Recently, ongoing debate has been held over the limitations of the ERA [
23]. In their review article, Ben Rafael [
24] described the ERA as an “unproven technology.” Despite this, few reports have addressed the efficacy of the ERA in women with RIF [
8-
11]. This underscores the urgent need for additional research on this topic. Our findings suggest that the age of the woman and the quality of the blastocyst should be considered as potential confounding factors in any research conducted on the efficacy of the ERA.
Furthermore, the combination of the ERA and endometrial immune profiling has been reported to potentially hold more clinical value than using either the ERA or immune profiling independently in women with RIF [
25]. Therefore, this adjunctive strategy should also be considered when utilizing the ERA in women with RIF.
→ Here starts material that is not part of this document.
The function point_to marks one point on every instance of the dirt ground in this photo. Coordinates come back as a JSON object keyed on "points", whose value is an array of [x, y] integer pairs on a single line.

WOI displacement is an endometrial cause of embryo implantation failure, particularly in women with RIF. Consequently, a need exists for a more accurate tool to assess endometrial receptivity, beyond the conventional ERA. This tool would guide the optimal timing of ET with greater precision. Efforts to develop such a tool are ongoing. In a retrospective study conducted in Japan, a new endometrial receptivity test, known as ERPeakSM, was used in women with RIF. The findings indicated that the clinical PR (37.7% vs. 20.0%) and LBR (29.9% vs. 9.7%) were significantly higher in the pET group compared to the non-pET patients [
26]. Furthermore, a study from China reported that an RNA-Seq-based endometrial receptivity test tool, which uses transcriptomic biomarkers, was effective in improving the clinical PR in women with RIF [
27].
The primary limitations of this study stem from its retrospective nature. Additionally, the study was conducted with a small population from a single clinic. Despite these limitations, the strength of this study lies in its uniqueness; it is one of the few studies that have investigated the factors influencing clinical and ongoing PRs in women with RIF undergoing the ERA.
While the ERA may be viewed as an unproven technology, it can also be seen as a worthwhile option for women with intractable RIF. Furthermore, given the scarcity of studies addressing the efficacy of the ERA in women with RIF, a need exists for additional well-designed studies to confirm the clinical value of the ERA and identify specific populations that may benefit from this technology.